Doubts persist about the viability of Senator Obama, who at 45 has served only two years in the Senate and has scant experience of government at national level. But his decision - coming one day after the Martin Luther King holiday - was heavy with historical significance, as an ultimately successful outcome would make him the first African-American president.

It also promises to deliver an unusually intriguing contest for the Democratic nomination, with Mr Obama likely to be in direct competition with Senator Hillary Rodham Clinton. The former first lady, currently the front-runner in polls among Democrat voters, is expected to announce her intention to run shortly. She in turn would be seeking to become the country's first woman president.

Mr Obama, who was born in Hawaii in 1961 to a Kenyan father and a white American mother from Kansas, was a law professor in Chicago before being elected to the Illinois State Senate in 1996. In 2004, he came to national prominence with a widely admired speech at the Democratic Convention in New York. Months later, he was elected for the first time to the US Senate.

Cloaked in political celeb-rity from his first day in Washington DC, Mr Obama tried to keep a low profile for months and repeatedly repelled questions about a possible bid for the White House. His popularity has continued to swell, however, thanks in part to the publication late last year of the second of two autobiographies, The Audacity of Hope: Thoughts on Reclaiming the American Dream.

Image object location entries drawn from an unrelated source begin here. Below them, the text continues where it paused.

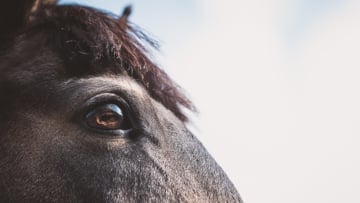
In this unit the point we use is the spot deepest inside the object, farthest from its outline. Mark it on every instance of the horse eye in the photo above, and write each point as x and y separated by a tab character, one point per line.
107	117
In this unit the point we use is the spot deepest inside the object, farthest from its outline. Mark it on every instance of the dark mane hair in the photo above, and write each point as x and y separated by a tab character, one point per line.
92	42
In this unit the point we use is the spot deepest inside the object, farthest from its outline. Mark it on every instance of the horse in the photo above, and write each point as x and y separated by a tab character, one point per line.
86	115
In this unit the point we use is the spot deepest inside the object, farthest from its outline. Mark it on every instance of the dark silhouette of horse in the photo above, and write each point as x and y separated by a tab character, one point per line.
87	116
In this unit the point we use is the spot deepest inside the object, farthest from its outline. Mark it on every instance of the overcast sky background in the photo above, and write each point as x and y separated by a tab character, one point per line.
277	86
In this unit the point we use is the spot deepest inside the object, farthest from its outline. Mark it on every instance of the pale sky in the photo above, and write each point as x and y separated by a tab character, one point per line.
277	86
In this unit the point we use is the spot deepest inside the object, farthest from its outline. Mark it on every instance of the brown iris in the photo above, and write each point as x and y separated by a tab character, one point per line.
107	117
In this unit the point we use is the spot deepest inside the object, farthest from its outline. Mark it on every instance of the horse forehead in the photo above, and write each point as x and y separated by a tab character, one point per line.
105	83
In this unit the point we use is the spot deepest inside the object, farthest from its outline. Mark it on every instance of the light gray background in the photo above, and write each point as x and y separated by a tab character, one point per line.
277	85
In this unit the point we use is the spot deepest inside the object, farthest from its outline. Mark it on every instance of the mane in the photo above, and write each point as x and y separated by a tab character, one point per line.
92	42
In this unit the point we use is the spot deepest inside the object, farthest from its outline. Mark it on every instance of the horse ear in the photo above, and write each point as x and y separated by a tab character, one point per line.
126	13
15	13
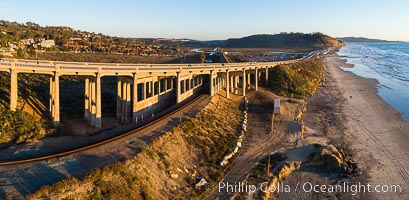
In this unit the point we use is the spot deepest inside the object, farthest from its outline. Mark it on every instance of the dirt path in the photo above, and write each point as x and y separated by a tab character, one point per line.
19	180
258	143
375	131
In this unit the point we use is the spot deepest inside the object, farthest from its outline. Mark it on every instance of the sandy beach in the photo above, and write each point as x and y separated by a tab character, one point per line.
375	133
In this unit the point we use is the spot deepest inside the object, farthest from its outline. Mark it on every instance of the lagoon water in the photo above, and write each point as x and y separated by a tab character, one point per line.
386	62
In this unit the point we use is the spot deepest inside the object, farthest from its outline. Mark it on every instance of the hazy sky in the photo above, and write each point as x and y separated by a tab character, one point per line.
217	19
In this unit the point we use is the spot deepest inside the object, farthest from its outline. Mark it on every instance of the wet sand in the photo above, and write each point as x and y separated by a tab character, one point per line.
375	133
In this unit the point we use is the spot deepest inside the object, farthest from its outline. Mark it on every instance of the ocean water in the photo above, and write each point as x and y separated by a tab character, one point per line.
386	62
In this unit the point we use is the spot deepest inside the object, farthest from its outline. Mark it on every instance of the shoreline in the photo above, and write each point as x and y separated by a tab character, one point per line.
376	133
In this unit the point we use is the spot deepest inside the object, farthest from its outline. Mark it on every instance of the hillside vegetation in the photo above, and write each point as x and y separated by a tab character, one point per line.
169	167
298	80
284	40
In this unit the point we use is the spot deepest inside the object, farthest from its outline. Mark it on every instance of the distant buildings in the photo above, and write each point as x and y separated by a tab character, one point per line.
46	43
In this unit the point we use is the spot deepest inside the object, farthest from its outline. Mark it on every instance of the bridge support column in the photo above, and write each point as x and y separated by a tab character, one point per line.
248	80
123	105
56	119
219	84
244	82
135	99
93	102
227	84
178	88
256	77
211	83
128	102
51	106
13	89
119	99
86	99
231	83
99	110
266	76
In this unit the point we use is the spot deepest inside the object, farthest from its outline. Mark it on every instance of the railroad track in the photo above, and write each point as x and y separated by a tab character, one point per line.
100	143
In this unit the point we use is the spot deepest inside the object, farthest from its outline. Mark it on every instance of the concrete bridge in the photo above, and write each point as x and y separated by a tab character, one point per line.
142	89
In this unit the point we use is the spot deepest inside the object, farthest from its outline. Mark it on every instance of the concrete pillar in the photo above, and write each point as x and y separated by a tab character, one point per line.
119	98
248	80
219	84
227	85
151	88
266	75
211	83
128	102
143	90
165	85
135	99
231	83
256	77
56	120
178	88
244	82
86	99
51	106
93	102
123	105
13	90
99	102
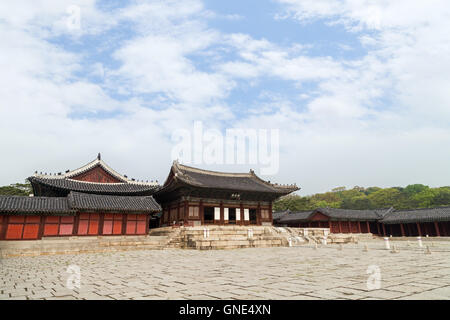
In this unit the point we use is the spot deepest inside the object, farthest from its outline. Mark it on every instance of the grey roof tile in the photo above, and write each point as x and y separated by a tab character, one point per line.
68	185
418	215
35	205
83	201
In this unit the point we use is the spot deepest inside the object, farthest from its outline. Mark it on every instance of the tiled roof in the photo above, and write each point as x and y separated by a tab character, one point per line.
355	215
230	181
35	205
76	201
279	214
98	162
67	185
418	215
83	201
298	216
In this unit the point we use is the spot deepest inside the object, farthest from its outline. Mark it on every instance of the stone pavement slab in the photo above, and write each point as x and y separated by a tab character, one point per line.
299	273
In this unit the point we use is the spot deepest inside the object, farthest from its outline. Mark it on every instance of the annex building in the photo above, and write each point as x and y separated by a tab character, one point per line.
382	222
95	200
92	200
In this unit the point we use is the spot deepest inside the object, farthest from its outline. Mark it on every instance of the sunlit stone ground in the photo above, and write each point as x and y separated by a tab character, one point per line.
258	273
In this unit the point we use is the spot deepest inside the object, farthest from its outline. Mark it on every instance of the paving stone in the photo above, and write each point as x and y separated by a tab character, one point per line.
298	273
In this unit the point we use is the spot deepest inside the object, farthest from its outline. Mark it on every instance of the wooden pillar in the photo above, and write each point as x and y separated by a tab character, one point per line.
41	227
186	211
241	207
101	223
76	222
258	214
124	223
402	229
436	226
147	223
270	213
201	213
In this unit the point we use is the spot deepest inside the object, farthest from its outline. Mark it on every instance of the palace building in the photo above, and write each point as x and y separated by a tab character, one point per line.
382	222
192	196
95	200
92	200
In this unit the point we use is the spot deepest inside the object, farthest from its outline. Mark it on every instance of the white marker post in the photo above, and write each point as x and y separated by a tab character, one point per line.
386	243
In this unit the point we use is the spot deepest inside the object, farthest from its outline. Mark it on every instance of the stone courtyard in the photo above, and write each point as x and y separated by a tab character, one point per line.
299	272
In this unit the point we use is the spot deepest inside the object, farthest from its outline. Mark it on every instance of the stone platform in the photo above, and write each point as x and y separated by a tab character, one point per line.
210	237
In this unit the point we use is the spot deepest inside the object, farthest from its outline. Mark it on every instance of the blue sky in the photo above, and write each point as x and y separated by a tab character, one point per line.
358	89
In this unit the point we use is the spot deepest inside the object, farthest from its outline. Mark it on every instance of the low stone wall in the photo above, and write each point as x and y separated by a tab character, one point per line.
75	245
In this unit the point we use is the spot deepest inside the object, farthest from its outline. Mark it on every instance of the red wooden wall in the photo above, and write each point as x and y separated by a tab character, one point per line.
85	224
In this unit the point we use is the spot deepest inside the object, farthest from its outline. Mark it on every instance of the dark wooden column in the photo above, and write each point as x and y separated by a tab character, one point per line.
436	226
76	222
147	223
200	212
270	213
41	227
258	214
402	229
186	211
101	223
418	229
124	223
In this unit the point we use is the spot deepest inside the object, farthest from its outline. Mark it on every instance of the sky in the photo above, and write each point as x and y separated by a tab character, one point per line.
358	89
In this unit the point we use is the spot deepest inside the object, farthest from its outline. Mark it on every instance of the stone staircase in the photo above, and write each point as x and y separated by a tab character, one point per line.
220	237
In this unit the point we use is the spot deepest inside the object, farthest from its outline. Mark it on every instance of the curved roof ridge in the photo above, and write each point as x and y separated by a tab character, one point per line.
97	162
180	166
417	209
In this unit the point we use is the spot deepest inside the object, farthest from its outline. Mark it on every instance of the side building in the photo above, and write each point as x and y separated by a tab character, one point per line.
192	196
382	222
89	201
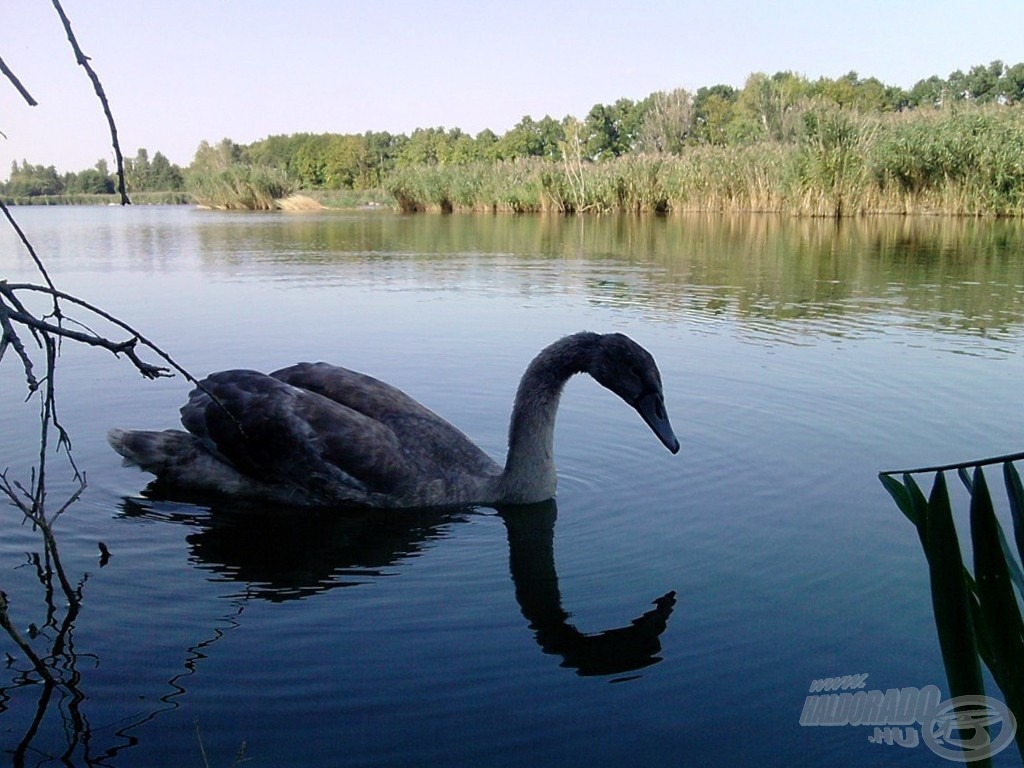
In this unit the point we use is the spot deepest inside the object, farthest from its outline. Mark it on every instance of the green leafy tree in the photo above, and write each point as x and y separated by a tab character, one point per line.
164	175
33	180
667	122
713	113
611	130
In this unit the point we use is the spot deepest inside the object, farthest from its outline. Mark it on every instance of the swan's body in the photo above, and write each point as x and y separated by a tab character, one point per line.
315	434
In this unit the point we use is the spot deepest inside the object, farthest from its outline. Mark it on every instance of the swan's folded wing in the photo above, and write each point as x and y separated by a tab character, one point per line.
370	396
280	433
435	445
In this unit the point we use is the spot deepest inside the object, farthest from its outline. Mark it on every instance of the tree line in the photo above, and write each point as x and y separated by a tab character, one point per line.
768	109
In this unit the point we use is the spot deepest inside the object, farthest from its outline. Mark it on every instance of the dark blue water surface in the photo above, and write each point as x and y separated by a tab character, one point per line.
663	610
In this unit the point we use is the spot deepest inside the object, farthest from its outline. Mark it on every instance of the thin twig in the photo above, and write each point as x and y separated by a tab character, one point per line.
5	70
32	252
115	347
83	61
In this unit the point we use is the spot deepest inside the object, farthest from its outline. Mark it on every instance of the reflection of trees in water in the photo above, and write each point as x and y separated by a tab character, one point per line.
287	554
915	270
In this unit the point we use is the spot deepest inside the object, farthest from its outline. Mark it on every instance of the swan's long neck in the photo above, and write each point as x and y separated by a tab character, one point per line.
529	468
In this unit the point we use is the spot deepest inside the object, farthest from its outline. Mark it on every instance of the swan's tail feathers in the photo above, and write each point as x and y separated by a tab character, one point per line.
159	453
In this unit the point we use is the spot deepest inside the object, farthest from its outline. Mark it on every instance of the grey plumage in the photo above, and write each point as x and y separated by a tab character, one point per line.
315	434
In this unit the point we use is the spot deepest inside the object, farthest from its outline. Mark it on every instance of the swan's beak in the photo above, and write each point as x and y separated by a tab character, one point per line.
651	409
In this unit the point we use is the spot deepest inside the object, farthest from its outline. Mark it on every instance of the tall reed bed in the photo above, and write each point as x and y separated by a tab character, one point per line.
963	162
240	187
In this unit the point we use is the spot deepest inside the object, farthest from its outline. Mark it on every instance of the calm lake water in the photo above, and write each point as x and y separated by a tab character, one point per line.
800	357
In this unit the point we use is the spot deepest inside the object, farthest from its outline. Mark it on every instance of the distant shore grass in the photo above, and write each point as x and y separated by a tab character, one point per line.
968	163
148	198
954	161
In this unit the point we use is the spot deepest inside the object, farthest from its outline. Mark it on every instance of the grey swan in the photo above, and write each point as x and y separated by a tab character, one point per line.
315	434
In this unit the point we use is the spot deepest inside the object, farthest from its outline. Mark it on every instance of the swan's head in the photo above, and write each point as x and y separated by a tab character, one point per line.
629	371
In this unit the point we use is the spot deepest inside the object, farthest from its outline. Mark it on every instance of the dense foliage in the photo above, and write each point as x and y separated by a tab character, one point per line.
825	146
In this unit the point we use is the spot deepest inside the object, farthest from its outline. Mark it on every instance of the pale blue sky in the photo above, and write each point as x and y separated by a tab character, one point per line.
179	72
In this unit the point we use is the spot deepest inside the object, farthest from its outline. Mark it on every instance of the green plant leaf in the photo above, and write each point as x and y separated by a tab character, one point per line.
1015	492
950	598
1000	617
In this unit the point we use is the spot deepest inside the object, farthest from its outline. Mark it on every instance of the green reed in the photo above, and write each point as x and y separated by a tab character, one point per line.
964	161
240	187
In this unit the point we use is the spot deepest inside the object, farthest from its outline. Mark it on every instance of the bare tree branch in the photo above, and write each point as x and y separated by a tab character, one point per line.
5	70
83	61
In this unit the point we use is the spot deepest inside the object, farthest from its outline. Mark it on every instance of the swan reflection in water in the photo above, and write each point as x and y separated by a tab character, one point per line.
283	556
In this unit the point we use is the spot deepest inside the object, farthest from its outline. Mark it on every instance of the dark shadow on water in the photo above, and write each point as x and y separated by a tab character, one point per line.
282	555
285	554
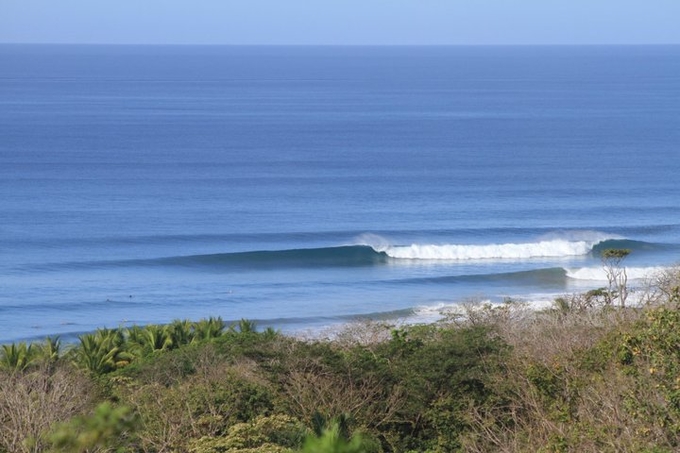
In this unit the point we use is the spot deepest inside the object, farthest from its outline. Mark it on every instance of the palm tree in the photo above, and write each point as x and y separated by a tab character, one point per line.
156	338
17	356
102	351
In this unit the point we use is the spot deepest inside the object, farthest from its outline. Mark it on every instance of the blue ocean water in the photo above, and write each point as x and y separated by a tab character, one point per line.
303	187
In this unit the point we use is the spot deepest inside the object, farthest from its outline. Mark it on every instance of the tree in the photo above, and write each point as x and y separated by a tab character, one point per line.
617	278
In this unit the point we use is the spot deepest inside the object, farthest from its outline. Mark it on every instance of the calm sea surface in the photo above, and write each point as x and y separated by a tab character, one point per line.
304	187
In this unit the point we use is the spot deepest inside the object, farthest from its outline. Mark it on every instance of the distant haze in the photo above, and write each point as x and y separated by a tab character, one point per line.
340	22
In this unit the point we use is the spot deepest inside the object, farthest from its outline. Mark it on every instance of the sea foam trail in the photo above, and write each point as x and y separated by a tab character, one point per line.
543	249
599	273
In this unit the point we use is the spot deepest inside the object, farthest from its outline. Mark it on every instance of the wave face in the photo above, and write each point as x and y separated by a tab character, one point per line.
244	190
545	248
373	250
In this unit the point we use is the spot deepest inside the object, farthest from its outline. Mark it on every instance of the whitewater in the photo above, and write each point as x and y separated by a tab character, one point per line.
307	187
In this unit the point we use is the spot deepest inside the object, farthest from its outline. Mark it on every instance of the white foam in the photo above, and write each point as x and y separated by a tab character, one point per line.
454	252
599	273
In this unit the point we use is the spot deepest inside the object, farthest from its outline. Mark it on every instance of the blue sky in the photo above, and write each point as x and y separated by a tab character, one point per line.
339	22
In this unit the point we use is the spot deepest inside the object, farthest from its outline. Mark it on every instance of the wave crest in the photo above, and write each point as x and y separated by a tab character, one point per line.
543	249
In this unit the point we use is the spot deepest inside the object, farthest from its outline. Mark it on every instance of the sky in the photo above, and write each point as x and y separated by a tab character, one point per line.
340	22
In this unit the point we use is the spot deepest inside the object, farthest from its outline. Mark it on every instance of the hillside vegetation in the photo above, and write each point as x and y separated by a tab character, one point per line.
584	376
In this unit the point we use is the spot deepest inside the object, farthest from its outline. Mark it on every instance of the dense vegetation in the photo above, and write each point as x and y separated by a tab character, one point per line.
585	375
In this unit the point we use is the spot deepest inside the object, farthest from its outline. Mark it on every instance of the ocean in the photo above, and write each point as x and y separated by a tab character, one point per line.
307	187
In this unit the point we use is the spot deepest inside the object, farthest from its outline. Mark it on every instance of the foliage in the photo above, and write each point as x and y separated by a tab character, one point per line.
581	376
617	278
270	434
108	427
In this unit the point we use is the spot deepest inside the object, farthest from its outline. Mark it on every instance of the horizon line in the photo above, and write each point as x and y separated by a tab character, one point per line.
342	45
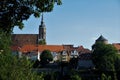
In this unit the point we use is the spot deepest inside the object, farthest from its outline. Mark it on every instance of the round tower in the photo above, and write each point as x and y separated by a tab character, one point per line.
42	31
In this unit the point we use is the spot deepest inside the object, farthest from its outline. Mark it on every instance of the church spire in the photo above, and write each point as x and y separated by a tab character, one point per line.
42	31
42	19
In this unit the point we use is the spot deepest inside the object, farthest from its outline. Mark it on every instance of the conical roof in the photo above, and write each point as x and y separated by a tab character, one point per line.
101	38
42	22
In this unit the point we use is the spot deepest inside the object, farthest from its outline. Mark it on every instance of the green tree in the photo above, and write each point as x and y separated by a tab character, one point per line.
46	57
12	68
13	12
104	57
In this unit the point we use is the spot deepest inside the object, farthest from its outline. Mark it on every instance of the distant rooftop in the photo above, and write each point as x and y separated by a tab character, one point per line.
101	38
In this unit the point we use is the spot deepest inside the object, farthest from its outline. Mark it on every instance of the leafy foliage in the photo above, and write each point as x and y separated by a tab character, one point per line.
12	68
13	12
104	56
46	57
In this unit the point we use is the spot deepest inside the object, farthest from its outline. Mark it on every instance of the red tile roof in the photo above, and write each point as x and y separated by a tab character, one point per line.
24	39
52	48
31	48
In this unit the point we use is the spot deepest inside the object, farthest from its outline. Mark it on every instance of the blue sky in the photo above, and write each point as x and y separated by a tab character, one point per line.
79	22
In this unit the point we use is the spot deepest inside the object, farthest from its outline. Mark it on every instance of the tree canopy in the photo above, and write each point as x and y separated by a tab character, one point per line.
104	56
13	12
46	57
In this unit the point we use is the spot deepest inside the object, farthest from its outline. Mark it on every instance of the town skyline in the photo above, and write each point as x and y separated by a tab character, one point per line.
80	24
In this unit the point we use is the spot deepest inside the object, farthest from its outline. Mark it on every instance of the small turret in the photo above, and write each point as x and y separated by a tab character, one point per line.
42	31
102	39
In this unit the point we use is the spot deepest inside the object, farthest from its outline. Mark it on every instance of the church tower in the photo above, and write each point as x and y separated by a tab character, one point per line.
42	32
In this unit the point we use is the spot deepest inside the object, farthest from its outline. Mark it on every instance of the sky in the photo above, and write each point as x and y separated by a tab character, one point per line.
78	22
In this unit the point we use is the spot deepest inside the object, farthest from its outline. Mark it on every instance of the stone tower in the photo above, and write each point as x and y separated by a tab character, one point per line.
42	31
102	39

Other Democrats who have already either formed an exploratory committee or declared their candidacies for 2008 include the former vice-presidential nominee John Edwards, the former Iowa governor Tom Vilsack and the Connecticut senator Chris Dodd.

Following the declaration on 10 February, Mr Obama is expected to open a headquarters in Chicago, a city also likely to provide much of his support when he begins lobbying for the $100m or more he will need to fight Ms Clinton and others.

A liberal who is pro-gay and pro-gun control, Mr Obama has long opposed war in Iraq and will try to make a virtue of his lack of experience by casting himself as a fresh face.

"Politics has become so bitter and partisan, so gummed up by money and influence, that we can't tackle the big problems that demand solutions," he said.